Driven by the introduction of blockchain-based payment networks, business-to-business cross-border transactions are expected to hit 14 billion in 2023, rising from 13.5 billion in 2019, a 7 percent increase.
According to research from U.K.-based Juniper Research, international payments will become faster, cheaper and less complex, driven by network innovation. The digitalization of cross-border payment networks — aligned with the use of cloud-based tools, APIs and blockchain — will enable the replacement of bilateral networks with multilateral models, improving efficiency and reducing costs.
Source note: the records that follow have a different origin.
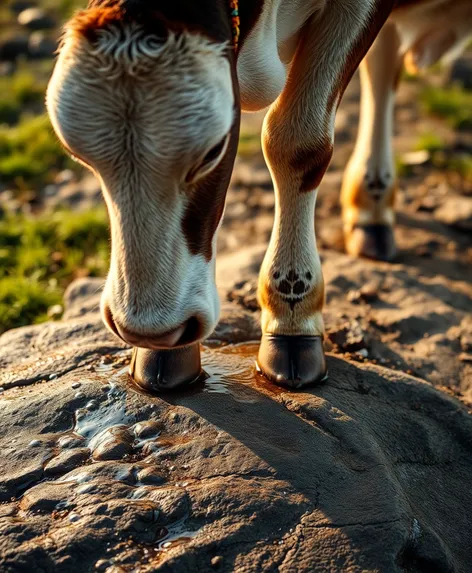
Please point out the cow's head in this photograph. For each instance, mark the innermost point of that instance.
(151, 106)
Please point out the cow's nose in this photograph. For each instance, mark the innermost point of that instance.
(186, 333)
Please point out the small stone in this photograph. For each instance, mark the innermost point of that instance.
(103, 564)
(66, 461)
(148, 429)
(150, 476)
(466, 342)
(112, 444)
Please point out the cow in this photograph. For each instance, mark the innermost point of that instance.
(148, 95)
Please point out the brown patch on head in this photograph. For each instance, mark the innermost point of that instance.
(105, 15)
(207, 200)
(206, 17)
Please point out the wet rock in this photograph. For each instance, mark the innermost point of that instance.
(148, 429)
(151, 476)
(46, 497)
(236, 325)
(456, 212)
(66, 461)
(36, 19)
(112, 444)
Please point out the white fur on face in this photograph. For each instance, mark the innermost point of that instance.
(142, 113)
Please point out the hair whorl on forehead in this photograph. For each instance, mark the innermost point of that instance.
(123, 42)
(90, 22)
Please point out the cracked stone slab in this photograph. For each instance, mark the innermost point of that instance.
(371, 471)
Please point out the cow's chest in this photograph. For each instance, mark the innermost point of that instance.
(269, 48)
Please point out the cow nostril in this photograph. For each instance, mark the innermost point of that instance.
(191, 333)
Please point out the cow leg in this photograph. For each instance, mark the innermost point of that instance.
(298, 142)
(368, 190)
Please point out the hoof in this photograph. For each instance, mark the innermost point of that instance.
(371, 241)
(293, 361)
(161, 370)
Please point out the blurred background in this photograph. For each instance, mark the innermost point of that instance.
(54, 227)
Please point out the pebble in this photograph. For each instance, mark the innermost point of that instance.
(66, 461)
(150, 476)
(102, 564)
(69, 441)
(112, 449)
(113, 444)
(147, 429)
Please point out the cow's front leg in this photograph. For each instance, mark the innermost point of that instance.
(369, 184)
(298, 143)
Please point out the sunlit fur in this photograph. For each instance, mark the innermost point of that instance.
(142, 112)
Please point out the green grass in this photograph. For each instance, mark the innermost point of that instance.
(429, 141)
(40, 256)
(445, 158)
(30, 154)
(18, 93)
(452, 103)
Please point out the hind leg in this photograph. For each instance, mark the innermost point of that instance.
(368, 190)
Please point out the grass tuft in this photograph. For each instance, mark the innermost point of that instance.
(40, 256)
(452, 103)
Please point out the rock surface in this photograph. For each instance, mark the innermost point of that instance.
(371, 471)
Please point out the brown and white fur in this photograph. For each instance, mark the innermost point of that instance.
(148, 95)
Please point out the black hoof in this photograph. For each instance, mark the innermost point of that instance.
(161, 370)
(372, 241)
(293, 361)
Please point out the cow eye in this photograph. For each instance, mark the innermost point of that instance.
(215, 151)
(209, 161)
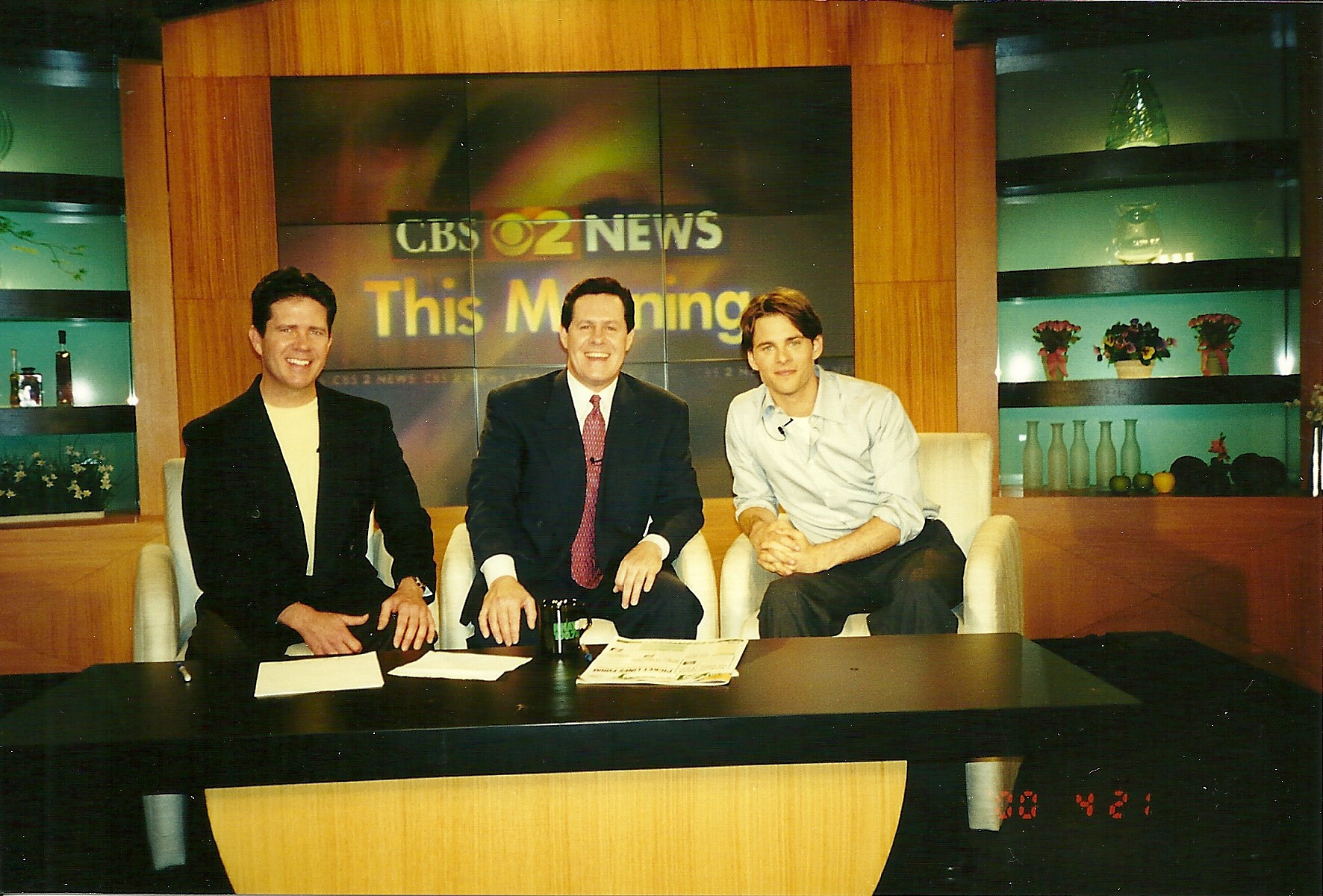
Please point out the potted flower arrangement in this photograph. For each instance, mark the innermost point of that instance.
(34, 488)
(1215, 334)
(1133, 349)
(1056, 337)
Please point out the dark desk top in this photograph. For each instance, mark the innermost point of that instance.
(794, 700)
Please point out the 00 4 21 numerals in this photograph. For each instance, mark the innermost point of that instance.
(1118, 805)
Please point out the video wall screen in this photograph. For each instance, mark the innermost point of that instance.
(452, 214)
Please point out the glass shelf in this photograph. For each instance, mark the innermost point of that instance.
(22, 191)
(63, 305)
(1218, 276)
(68, 421)
(1189, 163)
(1157, 391)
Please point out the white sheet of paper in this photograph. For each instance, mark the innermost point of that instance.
(349, 673)
(450, 663)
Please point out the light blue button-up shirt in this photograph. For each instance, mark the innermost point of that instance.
(851, 459)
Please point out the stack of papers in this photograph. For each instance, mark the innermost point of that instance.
(349, 673)
(654, 661)
(473, 668)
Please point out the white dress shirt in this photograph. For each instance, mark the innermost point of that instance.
(851, 459)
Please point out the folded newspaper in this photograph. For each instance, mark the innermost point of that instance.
(654, 661)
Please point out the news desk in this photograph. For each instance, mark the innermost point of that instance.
(788, 780)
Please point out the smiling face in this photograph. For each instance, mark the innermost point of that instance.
(597, 340)
(783, 359)
(293, 349)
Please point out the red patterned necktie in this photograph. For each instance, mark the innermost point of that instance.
(582, 553)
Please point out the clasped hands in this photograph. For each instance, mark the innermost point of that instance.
(329, 633)
(507, 600)
(783, 550)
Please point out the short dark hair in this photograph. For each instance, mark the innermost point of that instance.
(287, 284)
(790, 303)
(598, 286)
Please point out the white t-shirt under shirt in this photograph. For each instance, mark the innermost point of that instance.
(299, 435)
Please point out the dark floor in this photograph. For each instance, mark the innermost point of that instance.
(1216, 789)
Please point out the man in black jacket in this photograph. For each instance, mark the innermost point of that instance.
(279, 486)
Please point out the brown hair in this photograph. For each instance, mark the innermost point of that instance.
(790, 303)
(598, 286)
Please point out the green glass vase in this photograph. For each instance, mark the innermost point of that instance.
(1137, 114)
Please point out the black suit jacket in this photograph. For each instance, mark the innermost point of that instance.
(243, 527)
(526, 491)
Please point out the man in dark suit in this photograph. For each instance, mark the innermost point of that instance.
(584, 488)
(278, 488)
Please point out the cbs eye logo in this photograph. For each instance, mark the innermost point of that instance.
(539, 233)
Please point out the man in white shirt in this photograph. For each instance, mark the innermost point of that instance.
(279, 486)
(838, 455)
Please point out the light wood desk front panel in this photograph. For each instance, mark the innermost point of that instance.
(771, 829)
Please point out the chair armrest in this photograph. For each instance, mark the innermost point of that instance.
(380, 558)
(994, 579)
(155, 606)
(694, 567)
(457, 576)
(742, 584)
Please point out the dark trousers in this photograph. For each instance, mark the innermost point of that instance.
(668, 611)
(905, 589)
(216, 641)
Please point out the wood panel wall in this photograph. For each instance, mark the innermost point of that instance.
(66, 594)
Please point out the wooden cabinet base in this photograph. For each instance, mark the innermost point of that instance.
(771, 829)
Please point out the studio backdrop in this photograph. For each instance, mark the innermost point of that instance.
(452, 214)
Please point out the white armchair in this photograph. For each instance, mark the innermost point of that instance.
(956, 470)
(164, 615)
(694, 567)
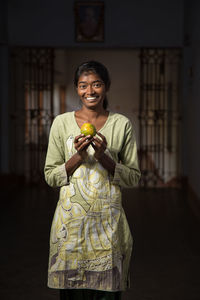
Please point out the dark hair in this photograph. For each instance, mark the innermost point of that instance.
(97, 68)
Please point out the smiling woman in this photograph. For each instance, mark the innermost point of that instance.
(91, 244)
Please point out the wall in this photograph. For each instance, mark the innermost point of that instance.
(127, 23)
(192, 103)
(123, 66)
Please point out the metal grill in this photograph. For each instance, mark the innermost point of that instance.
(159, 119)
(32, 109)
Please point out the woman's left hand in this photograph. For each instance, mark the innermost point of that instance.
(99, 145)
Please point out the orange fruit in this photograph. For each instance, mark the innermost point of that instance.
(88, 129)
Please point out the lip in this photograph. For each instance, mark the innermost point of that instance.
(91, 98)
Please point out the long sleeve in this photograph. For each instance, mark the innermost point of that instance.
(127, 173)
(54, 170)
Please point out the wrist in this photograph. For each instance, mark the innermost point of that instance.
(99, 157)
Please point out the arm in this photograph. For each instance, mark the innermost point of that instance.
(126, 173)
(57, 171)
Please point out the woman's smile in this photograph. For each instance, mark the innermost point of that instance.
(91, 90)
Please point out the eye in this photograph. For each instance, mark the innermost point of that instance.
(82, 86)
(97, 85)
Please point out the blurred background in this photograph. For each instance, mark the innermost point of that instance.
(152, 51)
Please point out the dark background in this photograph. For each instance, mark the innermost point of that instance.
(164, 222)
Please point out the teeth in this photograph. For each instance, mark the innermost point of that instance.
(91, 98)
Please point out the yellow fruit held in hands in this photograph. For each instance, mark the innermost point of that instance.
(88, 129)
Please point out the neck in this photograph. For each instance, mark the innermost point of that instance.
(92, 114)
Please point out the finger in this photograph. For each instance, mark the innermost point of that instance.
(78, 137)
(100, 143)
(83, 144)
(102, 137)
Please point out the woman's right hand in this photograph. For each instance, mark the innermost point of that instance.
(81, 143)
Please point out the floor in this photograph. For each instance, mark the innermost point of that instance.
(166, 257)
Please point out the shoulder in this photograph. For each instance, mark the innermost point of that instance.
(65, 117)
(119, 119)
(63, 123)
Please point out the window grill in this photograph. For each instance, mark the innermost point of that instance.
(159, 118)
(32, 79)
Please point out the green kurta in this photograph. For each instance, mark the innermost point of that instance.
(90, 242)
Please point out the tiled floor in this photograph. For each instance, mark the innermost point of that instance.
(166, 257)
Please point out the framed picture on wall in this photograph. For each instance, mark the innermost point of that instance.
(89, 21)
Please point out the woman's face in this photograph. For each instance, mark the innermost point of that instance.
(91, 90)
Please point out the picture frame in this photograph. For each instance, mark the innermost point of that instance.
(89, 21)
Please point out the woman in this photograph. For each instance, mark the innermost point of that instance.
(90, 243)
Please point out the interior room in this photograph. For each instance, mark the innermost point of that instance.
(151, 49)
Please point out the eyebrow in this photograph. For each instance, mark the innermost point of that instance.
(92, 81)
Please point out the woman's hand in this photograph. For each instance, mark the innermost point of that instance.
(81, 143)
(99, 145)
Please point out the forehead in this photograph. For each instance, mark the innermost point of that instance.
(89, 76)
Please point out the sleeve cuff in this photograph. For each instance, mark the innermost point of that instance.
(118, 171)
(62, 174)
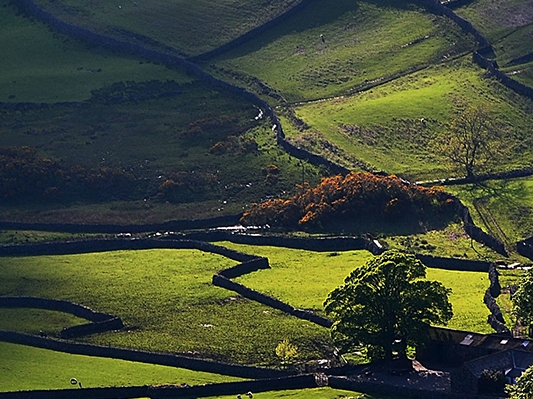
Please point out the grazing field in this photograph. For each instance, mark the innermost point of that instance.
(27, 368)
(331, 48)
(468, 288)
(167, 302)
(217, 152)
(53, 68)
(186, 27)
(394, 127)
(452, 241)
(299, 277)
(33, 321)
(522, 73)
(502, 207)
(305, 278)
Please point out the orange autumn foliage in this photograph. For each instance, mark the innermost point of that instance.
(356, 195)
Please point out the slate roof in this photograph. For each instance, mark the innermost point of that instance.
(493, 342)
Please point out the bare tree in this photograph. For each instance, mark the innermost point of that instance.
(474, 142)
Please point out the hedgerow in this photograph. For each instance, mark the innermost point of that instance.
(354, 196)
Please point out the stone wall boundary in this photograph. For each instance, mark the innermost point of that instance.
(484, 47)
(172, 60)
(100, 322)
(253, 33)
(269, 301)
(142, 356)
(174, 225)
(376, 388)
(454, 263)
(171, 391)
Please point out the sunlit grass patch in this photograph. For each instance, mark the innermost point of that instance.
(393, 127)
(27, 368)
(53, 68)
(167, 303)
(329, 49)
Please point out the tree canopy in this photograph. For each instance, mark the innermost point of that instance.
(387, 305)
(354, 196)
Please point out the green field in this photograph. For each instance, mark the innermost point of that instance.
(331, 48)
(27, 368)
(316, 393)
(507, 25)
(503, 208)
(383, 127)
(53, 68)
(167, 302)
(305, 278)
(188, 28)
(155, 141)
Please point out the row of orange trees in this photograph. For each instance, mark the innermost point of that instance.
(354, 196)
(25, 176)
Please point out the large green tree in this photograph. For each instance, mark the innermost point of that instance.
(386, 305)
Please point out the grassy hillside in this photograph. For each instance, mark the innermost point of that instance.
(22, 369)
(331, 48)
(185, 27)
(383, 127)
(305, 278)
(40, 66)
(508, 25)
(167, 302)
(503, 208)
(316, 393)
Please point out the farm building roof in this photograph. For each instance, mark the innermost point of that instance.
(495, 343)
(512, 362)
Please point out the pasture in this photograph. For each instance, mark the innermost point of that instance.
(331, 48)
(167, 302)
(304, 279)
(188, 28)
(50, 68)
(27, 368)
(157, 141)
(316, 393)
(507, 24)
(501, 207)
(394, 127)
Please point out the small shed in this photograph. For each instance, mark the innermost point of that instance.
(455, 347)
(467, 379)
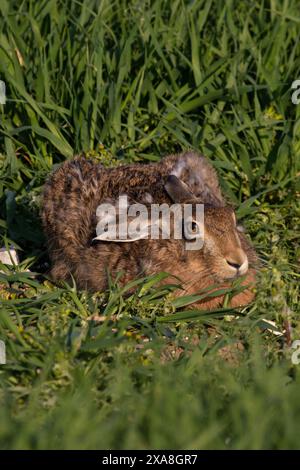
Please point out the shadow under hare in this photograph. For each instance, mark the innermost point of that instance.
(74, 191)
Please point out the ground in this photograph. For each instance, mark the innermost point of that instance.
(133, 81)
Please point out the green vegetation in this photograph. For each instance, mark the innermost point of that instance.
(138, 80)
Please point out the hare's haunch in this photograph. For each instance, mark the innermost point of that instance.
(76, 189)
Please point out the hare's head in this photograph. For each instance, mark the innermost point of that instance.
(209, 243)
(222, 251)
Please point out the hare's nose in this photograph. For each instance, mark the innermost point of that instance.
(233, 264)
(241, 265)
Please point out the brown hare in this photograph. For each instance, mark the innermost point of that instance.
(76, 189)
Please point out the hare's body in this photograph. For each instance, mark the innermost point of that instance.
(74, 191)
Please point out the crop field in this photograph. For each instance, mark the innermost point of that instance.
(132, 81)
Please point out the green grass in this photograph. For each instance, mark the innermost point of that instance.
(138, 80)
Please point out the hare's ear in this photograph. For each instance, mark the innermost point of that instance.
(178, 190)
(121, 221)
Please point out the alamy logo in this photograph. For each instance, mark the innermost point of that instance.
(2, 92)
(2, 352)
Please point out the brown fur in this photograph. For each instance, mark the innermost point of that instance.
(73, 193)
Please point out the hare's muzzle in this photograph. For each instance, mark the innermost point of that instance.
(238, 263)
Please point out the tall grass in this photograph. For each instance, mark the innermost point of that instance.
(138, 80)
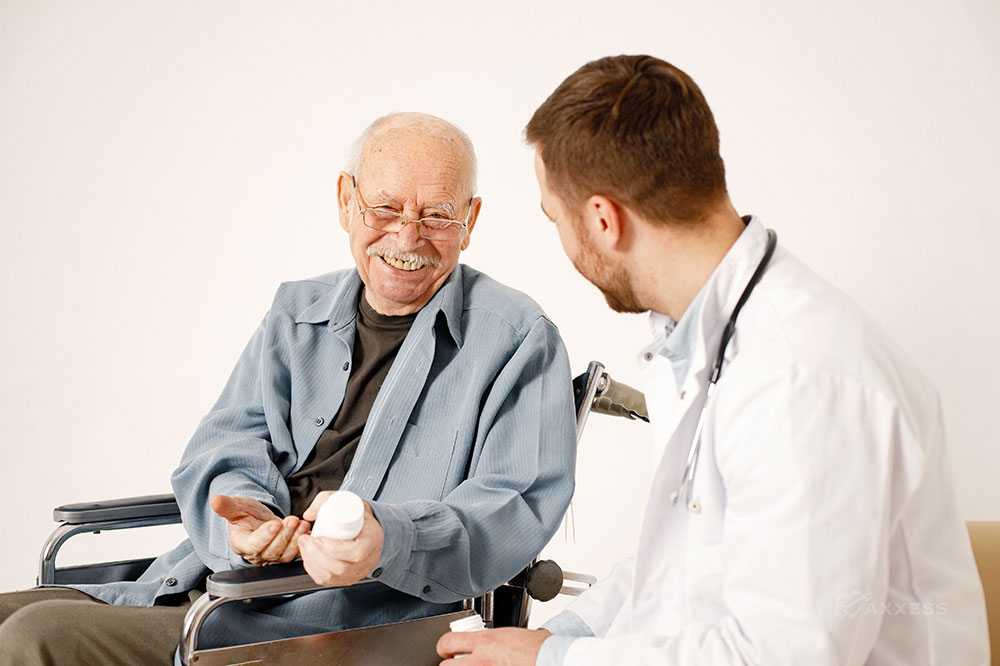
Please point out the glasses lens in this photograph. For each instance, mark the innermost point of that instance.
(438, 229)
(381, 220)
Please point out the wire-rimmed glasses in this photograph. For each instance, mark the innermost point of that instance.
(387, 220)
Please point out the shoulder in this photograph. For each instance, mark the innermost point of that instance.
(487, 300)
(298, 297)
(802, 324)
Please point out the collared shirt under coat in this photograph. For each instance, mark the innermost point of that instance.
(828, 532)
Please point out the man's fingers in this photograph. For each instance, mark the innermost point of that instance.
(292, 549)
(252, 544)
(454, 643)
(274, 549)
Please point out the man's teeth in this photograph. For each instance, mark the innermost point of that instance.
(402, 265)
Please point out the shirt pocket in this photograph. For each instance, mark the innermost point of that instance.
(420, 466)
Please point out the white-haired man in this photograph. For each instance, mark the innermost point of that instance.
(439, 396)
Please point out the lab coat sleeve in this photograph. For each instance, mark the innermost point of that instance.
(598, 605)
(807, 462)
(230, 453)
(519, 484)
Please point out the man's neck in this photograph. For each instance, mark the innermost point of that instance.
(677, 261)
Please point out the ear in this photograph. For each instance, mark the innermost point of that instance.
(603, 221)
(345, 196)
(477, 204)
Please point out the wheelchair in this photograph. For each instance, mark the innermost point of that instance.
(410, 642)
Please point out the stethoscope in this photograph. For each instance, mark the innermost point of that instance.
(687, 480)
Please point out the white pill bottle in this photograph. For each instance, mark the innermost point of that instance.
(471, 623)
(340, 517)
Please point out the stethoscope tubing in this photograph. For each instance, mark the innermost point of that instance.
(690, 467)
In its report, B2B Money Transfer — Domestic & Cross-Border Market Opportunities 2019-2023, Jupiter assessed 12 non-banking payment providers, comparing their product features, breadth of solutions and revenues as well as overall network strength. The research ranked the five leading B2B payment vendors as follows:
- Money Corp
- Currencies Direct
Money Corp offers comprehensive platform functionalities including specific solutions for eight different industries. TorFX offers a broad range of foreign exchange sevices, marketing insights and the innovative scheduling of regular overseas payments. Third-ranked TransferMate supports transactions in an impressive 134 currencies.
Most international B2B transactions are still made via traditional, bilateral methods due to legacy infrastructure, which results in slow, non-traceable and expensive transactions. The lack of transparency inherent in these systems allows intermediate banks and non-banking institutions to charge high exchange rates and additional fees.
As blockchain affords complete traceability of transactions, its introduction would increase transparency, improve standardization and reduce errors. The research recommended that payment network providers must invest in blockchain to ensure future competitiveness.
Research author Maite Bezerra remarked, “Future growth in B2B cross-border transactions will be driven by innovative corporate payment solutions that make transparency central to their models, following the example set by disruptive vendors in the consumer money transfer market.”